The Ukrainian Language in the Temporarily Occupied Territories (2014–October 2022)


  • Michael Moser



Russian war in Ukraine, Ukrainian language, Russian language, language policy, Crimea


The protection of the Russian language and Russian “compatriots” has been a major issue of Russian political discourse for years. According to Russian official announcements, it was even a major reason for Russian war activities in Ukraine. In 2014, the Russian Federation introduced its language policy in Crimea and began to control the language policy of Donetsk and Luhansk “People’s Republics.” Both Russian and Ukrainian, as well as other languages, have been affected by these measures.

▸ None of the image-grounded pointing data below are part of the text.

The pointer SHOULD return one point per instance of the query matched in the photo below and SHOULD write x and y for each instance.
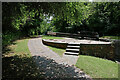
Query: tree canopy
(32, 18)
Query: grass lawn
(97, 67)
(18, 62)
(111, 37)
(57, 50)
(51, 37)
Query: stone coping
(79, 42)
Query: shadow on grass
(37, 67)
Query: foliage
(19, 64)
(97, 67)
(105, 18)
(111, 37)
(32, 18)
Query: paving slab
(51, 64)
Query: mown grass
(111, 37)
(18, 62)
(51, 37)
(97, 67)
(57, 50)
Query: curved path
(51, 64)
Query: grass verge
(97, 67)
(57, 50)
(18, 62)
(111, 37)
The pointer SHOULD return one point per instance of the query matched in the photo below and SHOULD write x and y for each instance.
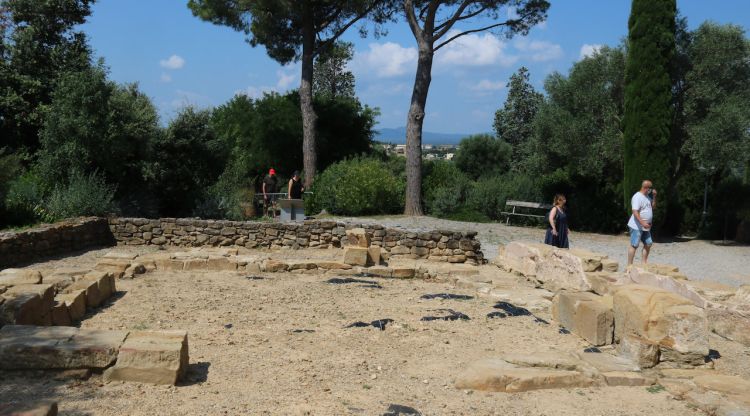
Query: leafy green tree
(294, 31)
(648, 98)
(431, 22)
(483, 155)
(718, 99)
(38, 45)
(514, 122)
(332, 79)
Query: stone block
(627, 378)
(501, 376)
(220, 263)
(25, 347)
(586, 315)
(373, 255)
(91, 290)
(379, 271)
(105, 282)
(332, 265)
(12, 277)
(664, 318)
(60, 314)
(403, 272)
(76, 303)
(273, 266)
(152, 357)
(609, 265)
(730, 324)
(355, 256)
(357, 237)
(23, 309)
(639, 350)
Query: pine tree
(648, 98)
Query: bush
(444, 188)
(483, 155)
(489, 194)
(83, 195)
(359, 186)
(24, 200)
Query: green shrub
(489, 194)
(83, 195)
(359, 186)
(444, 188)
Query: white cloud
(474, 50)
(385, 60)
(255, 92)
(173, 62)
(539, 50)
(588, 50)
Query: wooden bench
(524, 204)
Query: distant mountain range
(398, 136)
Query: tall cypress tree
(648, 98)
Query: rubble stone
(501, 376)
(355, 256)
(664, 318)
(586, 315)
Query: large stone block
(60, 314)
(644, 276)
(12, 277)
(730, 324)
(76, 303)
(586, 314)
(639, 350)
(57, 347)
(664, 318)
(355, 256)
(499, 375)
(357, 237)
(152, 357)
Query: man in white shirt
(642, 203)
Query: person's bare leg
(631, 254)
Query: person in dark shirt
(295, 188)
(270, 185)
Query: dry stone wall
(442, 245)
(19, 247)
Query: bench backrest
(525, 204)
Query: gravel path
(699, 259)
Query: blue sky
(180, 60)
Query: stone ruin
(646, 326)
(649, 324)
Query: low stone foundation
(20, 247)
(442, 245)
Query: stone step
(24, 347)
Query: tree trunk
(309, 117)
(414, 122)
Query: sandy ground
(699, 259)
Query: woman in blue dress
(557, 230)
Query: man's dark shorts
(636, 236)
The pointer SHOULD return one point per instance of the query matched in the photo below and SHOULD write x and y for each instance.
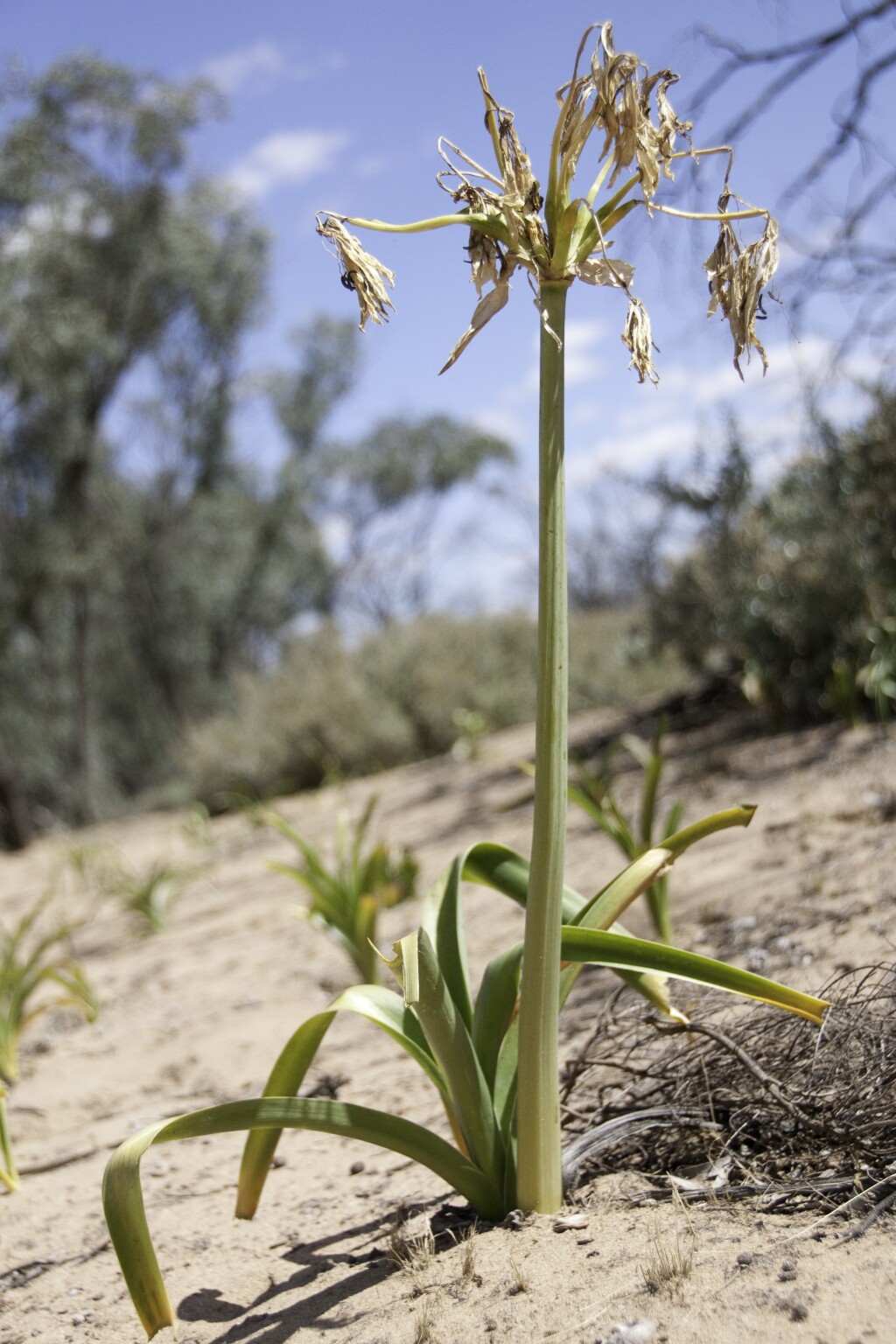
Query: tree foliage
(837, 213)
(145, 559)
(790, 584)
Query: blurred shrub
(331, 710)
(785, 584)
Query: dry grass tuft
(739, 1105)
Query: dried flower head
(361, 273)
(564, 234)
(738, 278)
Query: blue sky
(340, 105)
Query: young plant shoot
(494, 1060)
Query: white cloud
(260, 62)
(289, 156)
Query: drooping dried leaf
(601, 270)
(361, 273)
(737, 281)
(637, 339)
(491, 304)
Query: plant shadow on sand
(315, 1258)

Since 24 February 2022, Russian language policy has entered new temporarily occupied territories. Although Ukrainian has occasionally been declared a “state language” in Crimea, in DNR and LNR and then either been deprived of this status (LNR, DNR) or not (Crimea) it has never actually played this role. On the contrary, it has gradually been removed from the public sphere. Announcements regarding the language policy in recently occupied territories have been contradictory for months. Generally, Russian political discourse regarding the Ukrainian language is still based on traditional double-bind strategies. Official “appreciation for the Ukrainian language” is notoriously accompanied with narratives about the “artificiality” of the Ukrainian language, its “uselessness,” and even its virtually inherent “Nazi ideology.” At present, new textbooks of “the classical Ukrainian language” are allegedly being prepared in the Russian Federation. Historians of the Ukrainian language are curious how this unheard-of language might be designed.